Decryption of the ciphertext is straightforward in this algorithm. Of course, the two things we’re going to need before beginning the process are the original 32-bit key and the entire ciphertext. We then are going to derive the 128-bit key from the 32-bit key using the process in Step 3. Once we have that, we’re simply going to do the XOR on each 32-bit block of the ciphertext. It would be something like this: We can then concatenate the resulting blocks of plaintext to arrive at the original plaintext. Simple and easy, but was our design really any good? No. It wasn’t. Not only is the encryption easy to break but the design process contains a perspective which is unnecessarily complicated and can be simplified.

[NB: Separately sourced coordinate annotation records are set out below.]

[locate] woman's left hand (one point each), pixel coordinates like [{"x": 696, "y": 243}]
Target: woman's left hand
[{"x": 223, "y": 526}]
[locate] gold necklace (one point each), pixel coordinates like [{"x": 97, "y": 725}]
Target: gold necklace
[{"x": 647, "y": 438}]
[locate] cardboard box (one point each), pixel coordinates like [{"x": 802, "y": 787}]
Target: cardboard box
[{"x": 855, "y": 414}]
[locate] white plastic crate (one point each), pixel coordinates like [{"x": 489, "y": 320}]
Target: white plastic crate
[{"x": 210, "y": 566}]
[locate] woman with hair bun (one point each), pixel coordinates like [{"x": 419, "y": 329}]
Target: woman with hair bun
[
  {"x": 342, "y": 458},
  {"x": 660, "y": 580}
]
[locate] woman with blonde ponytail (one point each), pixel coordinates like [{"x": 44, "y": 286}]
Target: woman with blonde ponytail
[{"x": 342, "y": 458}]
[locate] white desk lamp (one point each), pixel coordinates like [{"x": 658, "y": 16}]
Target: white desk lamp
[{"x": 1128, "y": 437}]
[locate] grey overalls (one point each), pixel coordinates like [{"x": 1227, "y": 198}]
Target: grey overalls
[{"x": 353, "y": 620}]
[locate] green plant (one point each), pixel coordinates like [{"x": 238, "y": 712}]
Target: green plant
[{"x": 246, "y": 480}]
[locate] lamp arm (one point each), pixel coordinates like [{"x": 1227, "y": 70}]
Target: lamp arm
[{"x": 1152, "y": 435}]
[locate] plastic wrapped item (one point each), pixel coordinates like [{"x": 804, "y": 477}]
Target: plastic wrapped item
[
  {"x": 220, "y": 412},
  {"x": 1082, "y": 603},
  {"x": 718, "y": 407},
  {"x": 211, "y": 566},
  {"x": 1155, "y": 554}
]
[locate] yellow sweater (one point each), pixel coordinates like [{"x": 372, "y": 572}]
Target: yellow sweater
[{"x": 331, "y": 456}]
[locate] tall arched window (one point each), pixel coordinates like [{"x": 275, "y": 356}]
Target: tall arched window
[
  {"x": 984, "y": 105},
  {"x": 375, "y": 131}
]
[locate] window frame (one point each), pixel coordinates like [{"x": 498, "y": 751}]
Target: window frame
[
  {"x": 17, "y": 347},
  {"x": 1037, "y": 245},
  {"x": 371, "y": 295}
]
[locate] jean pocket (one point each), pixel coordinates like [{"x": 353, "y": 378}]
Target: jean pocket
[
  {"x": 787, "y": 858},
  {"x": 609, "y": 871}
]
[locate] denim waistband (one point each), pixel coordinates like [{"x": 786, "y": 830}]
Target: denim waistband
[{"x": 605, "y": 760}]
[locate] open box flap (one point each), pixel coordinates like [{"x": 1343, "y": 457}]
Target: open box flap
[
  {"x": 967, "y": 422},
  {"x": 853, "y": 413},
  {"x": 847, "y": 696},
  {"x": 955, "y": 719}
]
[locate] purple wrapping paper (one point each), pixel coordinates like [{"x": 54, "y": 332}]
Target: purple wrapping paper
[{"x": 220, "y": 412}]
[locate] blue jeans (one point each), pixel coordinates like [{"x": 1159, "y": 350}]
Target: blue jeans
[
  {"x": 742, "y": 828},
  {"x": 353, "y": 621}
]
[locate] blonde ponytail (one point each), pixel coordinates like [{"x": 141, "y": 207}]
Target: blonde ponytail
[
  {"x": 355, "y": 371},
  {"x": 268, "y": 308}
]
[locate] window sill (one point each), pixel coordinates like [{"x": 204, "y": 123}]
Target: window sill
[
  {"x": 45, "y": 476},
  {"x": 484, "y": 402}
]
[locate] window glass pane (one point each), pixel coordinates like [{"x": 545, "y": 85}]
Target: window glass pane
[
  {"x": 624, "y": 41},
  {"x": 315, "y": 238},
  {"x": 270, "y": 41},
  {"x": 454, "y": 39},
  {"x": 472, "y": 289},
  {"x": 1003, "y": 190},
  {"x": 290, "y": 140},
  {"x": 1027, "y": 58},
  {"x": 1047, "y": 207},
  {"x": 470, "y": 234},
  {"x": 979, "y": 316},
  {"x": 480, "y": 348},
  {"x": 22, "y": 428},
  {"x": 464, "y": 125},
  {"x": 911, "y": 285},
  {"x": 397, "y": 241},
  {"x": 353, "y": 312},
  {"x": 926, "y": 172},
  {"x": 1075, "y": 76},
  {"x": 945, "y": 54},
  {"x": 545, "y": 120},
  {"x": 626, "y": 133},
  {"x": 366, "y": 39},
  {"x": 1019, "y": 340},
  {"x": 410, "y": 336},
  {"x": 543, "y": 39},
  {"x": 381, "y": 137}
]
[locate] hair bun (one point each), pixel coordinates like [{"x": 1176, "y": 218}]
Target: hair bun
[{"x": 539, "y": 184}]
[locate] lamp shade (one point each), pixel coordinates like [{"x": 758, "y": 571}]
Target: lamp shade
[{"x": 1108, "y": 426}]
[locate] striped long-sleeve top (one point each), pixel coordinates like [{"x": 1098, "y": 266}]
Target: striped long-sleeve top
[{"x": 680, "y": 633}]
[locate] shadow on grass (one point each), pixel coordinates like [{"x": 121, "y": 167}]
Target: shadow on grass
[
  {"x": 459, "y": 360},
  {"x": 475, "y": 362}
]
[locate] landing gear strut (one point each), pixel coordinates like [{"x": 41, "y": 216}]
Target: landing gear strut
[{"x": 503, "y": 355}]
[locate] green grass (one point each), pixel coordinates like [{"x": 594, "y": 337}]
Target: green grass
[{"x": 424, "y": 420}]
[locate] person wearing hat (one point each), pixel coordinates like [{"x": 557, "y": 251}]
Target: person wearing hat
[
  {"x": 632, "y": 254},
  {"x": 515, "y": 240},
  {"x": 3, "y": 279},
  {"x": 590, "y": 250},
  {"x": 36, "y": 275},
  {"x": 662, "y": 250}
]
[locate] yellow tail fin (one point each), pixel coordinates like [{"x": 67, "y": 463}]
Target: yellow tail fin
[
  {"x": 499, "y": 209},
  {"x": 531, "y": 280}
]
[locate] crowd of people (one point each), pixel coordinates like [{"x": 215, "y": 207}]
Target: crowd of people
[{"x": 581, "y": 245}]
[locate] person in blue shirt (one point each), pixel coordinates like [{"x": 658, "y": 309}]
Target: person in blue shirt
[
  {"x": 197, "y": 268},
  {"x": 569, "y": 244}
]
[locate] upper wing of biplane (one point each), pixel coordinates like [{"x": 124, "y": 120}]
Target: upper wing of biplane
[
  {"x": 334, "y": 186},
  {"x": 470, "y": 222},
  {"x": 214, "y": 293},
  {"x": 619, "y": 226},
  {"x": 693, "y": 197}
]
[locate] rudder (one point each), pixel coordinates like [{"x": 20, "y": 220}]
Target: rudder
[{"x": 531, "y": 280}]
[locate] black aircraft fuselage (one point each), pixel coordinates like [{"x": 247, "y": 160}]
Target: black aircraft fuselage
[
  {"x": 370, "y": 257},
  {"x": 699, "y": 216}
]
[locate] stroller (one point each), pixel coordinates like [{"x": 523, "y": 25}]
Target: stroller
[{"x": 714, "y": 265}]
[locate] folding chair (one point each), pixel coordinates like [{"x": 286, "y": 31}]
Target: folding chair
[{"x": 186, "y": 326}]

How our design process is flawed

While the algorithm does look real good, there is a flaw in its design. The question is where? Let us reconsider the way we’re doing the XOR operation. It’s in a sequence of blocks. The first 32-bit block of plaintext and the first 32-bit block of the key are being XORed. The second 32-bit block of plaintext and the second 32-bit lock of the key are being XORed. Similar for the 3rd and 4th blocks of plaintext and the key. For the fifth 32-bit block of plaintext, we’re reusing the first 32-bit block of the key. If you pay just a little attention, all that we’re doing is to XOR the first 128 bits of the plaintext with the full 128-bit key and the next 128 bits of plaintext with the key again. The table we used to show the conversion of plaintext to ciphertext (table 3) could also have been shown as in the following table (table 5).

By such behavior we can say that the block size that the algorithm is actually using is not 32 bits but 128 bits. Instead of thinking that we’re running the algorithm in chunks of 32 bits, you can rather think that we’re operating in chunks of 128 bits instead. By changing the perspective, we would actually be simplifying the algorithm. But then again, the simplification would only be in terms of thinking, not in terms of writing it as a

program for the computer.

A view from the implementation perspective

We said earlier that implementations of any algorithm on a machine are limited by the capabilities of the machine and that 32-bit machines can take in only 32 bits and 64-bits machines can take only up to 64-bits in one cycle. Hence, when implementing this algorithm on the machine, you cannot just stuff up all the 128-bits of the plaintext in a variable and 128-bits of the key into another variable and run the XOR operation. The XOR operation is always done on bits and the number of bits that a machine can take in is limited. Hence, your implementation as such will have to consider those boundaries. In such a context, you will have to go with either chunks of 32 bits or 64 bits depending on the machine on which you’re going to run the encryption.

It’s the same reason why we have different setup files for 32-bit and 64-bit architectures for the same version of the same software. The original perspective of running the XOR operation in blocks of 32-bit was not all that bad. After all that’s how you would be doing it on a 32-bit machine.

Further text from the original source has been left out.